The German side win the ball high up the pitch and are also dangerous in transitions. Key to this is their all-action midfield, where Haidara plays an important role with his energy as well as his ball-carrying. Some of their movement in attack, as well as the use of their full-backs, makes for a very thrilling watch.
That said, the loss of talisman and top scorer Timo Werner will no doubt be a huge blow to them. It may very well open the door for Lookman to feature more, and indeed that role – on the left of an attacking three by positioned in-field – is one that suits him perfectly.
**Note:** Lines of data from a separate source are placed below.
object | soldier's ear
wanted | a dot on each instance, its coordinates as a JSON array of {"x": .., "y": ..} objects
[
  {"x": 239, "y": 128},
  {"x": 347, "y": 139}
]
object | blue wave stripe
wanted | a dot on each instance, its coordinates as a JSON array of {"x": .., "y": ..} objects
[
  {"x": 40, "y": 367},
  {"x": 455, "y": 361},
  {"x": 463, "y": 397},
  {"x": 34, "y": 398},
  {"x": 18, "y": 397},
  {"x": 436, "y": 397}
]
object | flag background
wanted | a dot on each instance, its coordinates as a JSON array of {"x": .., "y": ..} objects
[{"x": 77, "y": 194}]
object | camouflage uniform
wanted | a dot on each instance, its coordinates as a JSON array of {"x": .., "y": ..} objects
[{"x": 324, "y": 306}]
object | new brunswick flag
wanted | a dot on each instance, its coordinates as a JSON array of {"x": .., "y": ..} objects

Still though, it is a depletion that will be almost impossible to surmount, especially considering they are drawn to play the miserly Atletico next.
Still, perhaps it won’t matter if their pressing is on-point. In a frenetic, high-tempo match, they may well be able to upset the odds.
Karl Toko Ekambi, Bertrand Traore, Maxwel Cornet, Youssouf Kone: Olympique Lyonnais
A famous win over Juventus in the previous round has Lyon up in the Champions League nosebleeds.
The French side needed to come through a nervy second leg in Turin, but ultimately they made it through at the expense of their more illustrious opponents.
It is difficult to get a read on Lyon with respect to their style: they can be thrilling in attack, with Memphis Depay, Moussa Dembele and Toko Ekambi and Traore all capable of unlocking defences in full flow; however, they are just as capable of battening down the hatches, as was evident at the Allianz Stadium.
No doubt, they will need to reprise their parked bus against Manchester City in the next round if they are to progress. They can, however, draw encouragement from Monaco, who three years ago put City out with a display of nerveless attacking. It will be fascinating to see what approach Rudi Garcia opts for.